Tanu Kaskinen tanu.kaskinen at linux.intel.com
Thu Nov 28 08:39:39 PST 2013


On Tue, 2013-11-26 at 22:31 +0100, David Henningsson wrote:
> On 11/26/2013 02:47 PM, Tanu Kaskinen wrote:
> > Upstream pulseaudio isn't in the business of showing dialogs. We could
> > have an example implementation of a daemon that pops up dialogs, if
> > someone is willing to implement such thing. That would be nice to have,
> > but I'm not personally bothered much if the only implementation for now
> > is in indicator-sound. All I care about is that indicator-sound has a
> > good API to work with, because it means that everyone else then has a
> > good API available too.
> 
> As for the "good API" and related properties. The current logic hard
> codes the port names of headphones, headset and headphone mic. I
> considered trying to encode the same rules using port properties (like,
> when you select headset you also select headphones, but if you select
> headphone mic, you need to move away from headphones, and so on).
> 
> Trying to abstract all these rules into some port properties turned out
> to be much additional complexity for very little gain, so I'm not going
> to do that.
> 
> That leaves us with the option of implementing the hard coded port logic
> inside PulseAudio or outside PulseAudio (i e indicator-sound). I prefer
> inside PulseAudio, which also means that PulseAudio controls the dialog,
> and this is also what I thought we agreed upon in Edinburgh.

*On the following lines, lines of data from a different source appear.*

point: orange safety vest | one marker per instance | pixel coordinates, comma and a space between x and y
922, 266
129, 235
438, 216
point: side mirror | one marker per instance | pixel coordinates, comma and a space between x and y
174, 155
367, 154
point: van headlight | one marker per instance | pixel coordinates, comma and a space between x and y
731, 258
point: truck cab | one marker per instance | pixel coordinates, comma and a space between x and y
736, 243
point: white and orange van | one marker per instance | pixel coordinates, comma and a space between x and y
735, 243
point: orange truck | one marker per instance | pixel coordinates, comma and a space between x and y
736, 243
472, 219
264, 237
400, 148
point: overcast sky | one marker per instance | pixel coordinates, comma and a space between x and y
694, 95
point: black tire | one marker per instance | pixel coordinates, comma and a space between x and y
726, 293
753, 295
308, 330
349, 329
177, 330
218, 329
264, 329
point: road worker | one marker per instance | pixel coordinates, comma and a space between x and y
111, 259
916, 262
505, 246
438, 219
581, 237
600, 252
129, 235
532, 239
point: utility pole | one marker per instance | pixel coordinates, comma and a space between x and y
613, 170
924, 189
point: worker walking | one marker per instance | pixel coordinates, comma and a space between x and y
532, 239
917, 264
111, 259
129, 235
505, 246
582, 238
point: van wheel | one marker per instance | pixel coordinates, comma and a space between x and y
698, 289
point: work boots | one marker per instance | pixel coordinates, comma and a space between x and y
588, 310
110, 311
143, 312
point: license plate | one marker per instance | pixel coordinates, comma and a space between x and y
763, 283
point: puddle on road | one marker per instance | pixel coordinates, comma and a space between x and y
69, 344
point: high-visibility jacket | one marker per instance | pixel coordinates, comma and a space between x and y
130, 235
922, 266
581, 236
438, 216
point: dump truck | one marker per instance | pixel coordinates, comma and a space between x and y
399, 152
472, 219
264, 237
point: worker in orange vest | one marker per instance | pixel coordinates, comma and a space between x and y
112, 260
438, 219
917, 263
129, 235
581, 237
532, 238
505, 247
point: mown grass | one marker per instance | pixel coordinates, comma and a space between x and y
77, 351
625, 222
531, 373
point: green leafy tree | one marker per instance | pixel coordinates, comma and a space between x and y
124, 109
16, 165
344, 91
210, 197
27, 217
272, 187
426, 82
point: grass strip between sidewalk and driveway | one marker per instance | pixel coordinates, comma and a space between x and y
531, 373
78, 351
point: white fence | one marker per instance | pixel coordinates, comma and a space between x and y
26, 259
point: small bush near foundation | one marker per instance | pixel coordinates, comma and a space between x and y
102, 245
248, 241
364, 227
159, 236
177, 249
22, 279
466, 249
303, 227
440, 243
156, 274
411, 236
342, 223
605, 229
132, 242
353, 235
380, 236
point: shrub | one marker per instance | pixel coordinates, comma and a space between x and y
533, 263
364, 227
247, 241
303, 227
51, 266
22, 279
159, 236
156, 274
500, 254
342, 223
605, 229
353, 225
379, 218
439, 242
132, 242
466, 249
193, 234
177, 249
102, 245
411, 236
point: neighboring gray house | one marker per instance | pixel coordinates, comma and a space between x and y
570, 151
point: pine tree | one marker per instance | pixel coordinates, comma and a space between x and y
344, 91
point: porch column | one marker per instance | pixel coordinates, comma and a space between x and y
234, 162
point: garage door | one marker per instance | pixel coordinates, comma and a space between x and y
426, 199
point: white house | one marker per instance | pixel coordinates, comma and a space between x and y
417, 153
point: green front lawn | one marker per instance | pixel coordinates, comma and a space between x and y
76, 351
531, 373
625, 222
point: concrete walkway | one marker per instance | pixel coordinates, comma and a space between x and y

Sorry, I didn't understand what you tried to explain in the first two
paragraphs. I don't know what logic you're talking about, and what you
tried to encode in port properties.

I have been thinking about this problem a bit, and it looks to me like
our sink, source and port concepts don't fit this use case very well.
The user plugs something to a jack, and the user should select the mode
for the jack. A sink is not the same thing as a jack, and a port is not
the same thing as a jack. I think we should have "jack" as a core
concept and expose the jacks to clients, so that clients can set the
jack mode when necessary. That's of course a fair bit of work... I don't
know if that would solve any of the complex logic that you talked about,
but at least it should remove all complexity from the client side. If
you're fighting with "how to map the jack mode to ports", I fully agree
that the client shouldn't be concerned with that.

Out of curiosity, what does the Canonical-designed dialog ask the user?
If ALSA says that the jack supports headphones, a headset or a
microphone, do you offer a set of radio buttons containing entries for
headphones, a headset and a microphone? What if the user plugged in
speakers or an external amplifier to the jack, is there a "none of the
above" option, and if there is, what does it do?